I would like to create an object of Generics Type in java. Please suggest how can I achieve the same.
Note: This may seem a trivial Generics Problem. But I bet.. it is'nt. :)
suppose I have the class declaration as:
public class Abc<T>
{
public T getInstanceOfT()
{
// I want to create an instance of T and return the same.
}
}
It looks like you are trying to create the class that serves as the entry point to your application as a generic, and that won't work... The JVM won't know what type it is supposed to be using when it's instantiated as you start the application.

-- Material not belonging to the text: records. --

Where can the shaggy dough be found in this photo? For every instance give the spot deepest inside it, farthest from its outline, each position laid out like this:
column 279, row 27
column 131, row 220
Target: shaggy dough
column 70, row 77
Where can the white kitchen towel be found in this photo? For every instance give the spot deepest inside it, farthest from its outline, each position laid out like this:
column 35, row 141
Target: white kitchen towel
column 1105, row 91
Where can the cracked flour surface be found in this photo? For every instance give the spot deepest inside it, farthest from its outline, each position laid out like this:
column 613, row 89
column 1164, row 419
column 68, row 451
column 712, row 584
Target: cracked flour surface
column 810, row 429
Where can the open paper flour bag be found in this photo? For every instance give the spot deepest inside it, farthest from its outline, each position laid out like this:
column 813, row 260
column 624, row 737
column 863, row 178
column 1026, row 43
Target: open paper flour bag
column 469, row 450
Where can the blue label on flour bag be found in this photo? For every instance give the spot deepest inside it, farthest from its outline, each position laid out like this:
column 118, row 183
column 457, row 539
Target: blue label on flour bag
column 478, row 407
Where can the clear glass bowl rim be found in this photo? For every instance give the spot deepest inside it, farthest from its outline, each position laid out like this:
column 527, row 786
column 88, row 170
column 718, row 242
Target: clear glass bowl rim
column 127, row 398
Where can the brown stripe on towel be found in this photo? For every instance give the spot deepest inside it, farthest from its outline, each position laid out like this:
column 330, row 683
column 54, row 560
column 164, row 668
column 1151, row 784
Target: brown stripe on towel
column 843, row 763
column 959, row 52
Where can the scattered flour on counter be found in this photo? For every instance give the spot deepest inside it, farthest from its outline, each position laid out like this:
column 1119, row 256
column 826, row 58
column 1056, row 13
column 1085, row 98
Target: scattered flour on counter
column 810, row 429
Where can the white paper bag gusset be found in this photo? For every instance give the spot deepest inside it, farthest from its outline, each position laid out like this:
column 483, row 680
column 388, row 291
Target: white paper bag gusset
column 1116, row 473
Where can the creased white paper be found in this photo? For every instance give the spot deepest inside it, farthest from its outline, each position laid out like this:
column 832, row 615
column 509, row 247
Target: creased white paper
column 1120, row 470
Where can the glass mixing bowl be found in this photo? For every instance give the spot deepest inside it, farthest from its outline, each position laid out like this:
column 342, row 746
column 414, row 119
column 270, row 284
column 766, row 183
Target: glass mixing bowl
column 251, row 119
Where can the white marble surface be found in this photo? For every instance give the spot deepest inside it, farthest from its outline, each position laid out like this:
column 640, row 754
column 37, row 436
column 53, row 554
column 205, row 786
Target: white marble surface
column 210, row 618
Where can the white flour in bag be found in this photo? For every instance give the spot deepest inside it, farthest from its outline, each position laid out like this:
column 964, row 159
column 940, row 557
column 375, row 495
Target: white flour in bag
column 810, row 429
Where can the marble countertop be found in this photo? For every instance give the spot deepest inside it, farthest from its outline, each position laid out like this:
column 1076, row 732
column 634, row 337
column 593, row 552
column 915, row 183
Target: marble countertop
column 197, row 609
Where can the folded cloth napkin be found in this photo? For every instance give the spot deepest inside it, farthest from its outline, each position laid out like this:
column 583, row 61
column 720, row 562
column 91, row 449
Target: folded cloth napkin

However, if this were the more general case, then something like would be what you're looking for:
public MyGeneric<MyChoiceOfType> getMeAGenericObject(){
return new MyGeneric<MyChoiceOfType>();
}
or perhaps:
MyGeneric<String> objMyObject = new MyGeneric<String>();
You don't seem to understand how Generics work. You may want to look at http://java.sun.com/j2se/1.5.0/docs/guide/language/generics.html Basically what you could do is something like
public class Abc<T>
{
T someGenericThing;
public Abc(){}
public T getSomeGenericThing()
{
return someGenericThing;
}
public static void main(String[] args)
{
// create an instance of "Abc of String"
Abc<String> stringAbc = new Abc<String>();
String test = stringAbc.getSomeGenericThing();
}
}
In the code you posted, it's impossible to create an instance of T since you don't know what type that is:
public class Abc<T>
{
public T getInstanceOfT()
{
// There is no way to create an instance of T here
// since we don't know its type
}
}
Of course it is possible if you have a reference to Class<T> and T has a default constructor, just call newInstance() on the Class object.
If you subclass Abc<T> you can even work around the type erasure problem and won't have to pass any Class<T> references around:
import java.lang.reflect.ParameterizedType;
public class Abc<T>
{
T getInstanceOfT()
{
ParameterizedType superClass = (ParameterizedType) getClass().getGenericSuperclass();
Class<T> type = (Class<T>) superClass.getActualTypeArguments()[0];
try
{
return type.newInstance();
}
catch (Exception e)
{
// Oops, no default constructor
throw new RuntimeException(e);
}
}
public static void main(String[] args)
{
String instance = new SubClass().getInstanceOfT();
System.out.println(instance.getClass());
}
}
class SubClass
extends Abc<String>
{
}
What you wrote doesn't make any sense, generics in Java are meant to add the functionality of parametric polymorphism to objects.
What does it mean? It means that you want to keep some type variables of your classes undecided, to be able to use your classes with many different types.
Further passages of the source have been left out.